Visuals, of course, are the big excuse for a film like The Wild, and while this new CG-animated feature doesn’t repel, it doesn’t excite, either. There is that gorgeous opening and a few striking cityscapes, and it easily handles the acres of fur that swaddle the protagonists. But the directorial choices make The Wild look remarkably like a low-budget affair. Pixar films have been able to suggest large, realistic environments because they set their characters against a variety of settings and have not been afraid to lose them in the backgrounds. But The Wild spends an inordinate amount of time putting its characters in close up, like a low-budget B-movie whose producers are trying to distract us from the paucity of settings. That director Steve “Spaz” Williams (and that’s how he bills himself in the credits) lives up to his nickname by having his “actors” do extravagantly “wild” takes only makes the close-ups harder to bear; there are moments when the visuals are just this side of felonious battery.

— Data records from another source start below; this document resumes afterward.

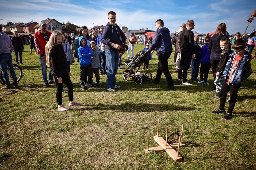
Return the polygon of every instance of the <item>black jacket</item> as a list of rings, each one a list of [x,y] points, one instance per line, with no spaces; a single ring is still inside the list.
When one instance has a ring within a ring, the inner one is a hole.
[[[51,73],[57,77],[70,72],[67,63],[66,54],[62,46],[54,45],[49,54]]]
[[[22,40],[19,37],[13,37],[11,38],[11,43],[13,49],[24,49]]]

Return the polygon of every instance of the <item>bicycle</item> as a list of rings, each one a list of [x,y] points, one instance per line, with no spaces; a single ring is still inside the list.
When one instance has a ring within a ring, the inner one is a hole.
[[[21,69],[21,68],[16,64],[13,64],[12,65],[13,66],[14,71],[16,74],[17,81],[18,81],[18,82],[19,82],[22,77],[22,70]],[[9,70],[9,68],[7,68],[7,75],[9,77],[10,85],[13,85],[13,80],[12,79],[12,76],[11,75],[11,74],[10,72],[10,70]],[[0,83],[2,85],[5,84],[5,81],[4,80],[4,78],[3,77],[3,72],[2,71],[1,71],[1,73],[0,74]]]

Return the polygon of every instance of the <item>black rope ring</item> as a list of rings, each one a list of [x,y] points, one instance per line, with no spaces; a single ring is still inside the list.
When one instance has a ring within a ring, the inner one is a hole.
[[[168,141],[168,140],[170,137],[171,136],[174,136],[175,135],[178,135],[178,136],[176,138],[176,139],[174,139],[172,141],[171,141],[170,142]],[[168,137],[167,137],[167,142],[168,142],[168,143],[172,144],[174,143],[175,142],[178,141],[179,138],[180,138],[180,133],[179,133],[178,132],[174,132],[173,133],[171,133],[171,134],[169,134],[169,136],[168,136]]]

Except, again, for Izzard, the voice acting is only passable. As Samson, Kiefer Sutherland contributes a remarkable lack of charisma and gravitas; his character may only be a cardboard lion, but Sutherland’s inflections are just a bit too on the nose at suggesting a patriarch whose pride is instantly collapsible. As Ryan, Greg Cipes is burdened by his character’s sincerity and given none of the range that makes him so wild and compelling as Beast Boy in Teen Titans. The rest of the cast, which includes James Belushi, Janeane Garofalo, William Shatner, Richard Kind, and Patrick Warburton, only provides the celebrity padding that weighs down too many contemporary animated films.
Hollywood hates anything that smacks of wildness; Pixar, which more-or-less singlehandedly invented the CG-animated feature, has thrived as a Bayside technology company protected by its own mavericks, starting at the top with Steve Jobs. Pixar may yet be the company to take the art form into a looser, wackier direction. Certainly, evidence from The Wild is that one shouldn’t look for such an evolution from elsewhere in Tinseltown. Instead, it suggests that CG animation is now safe enough that it can be comfortably smothered in the formulas and clichés of the average “family” film. Kids and their parents might not demand more, but those of us who were excited by Toy Story and blown away by The Incredibles should probably expect to be more and more jaded as the rest of Hollywood starts suburbanizing the wilderness that Pixar has cleared for development.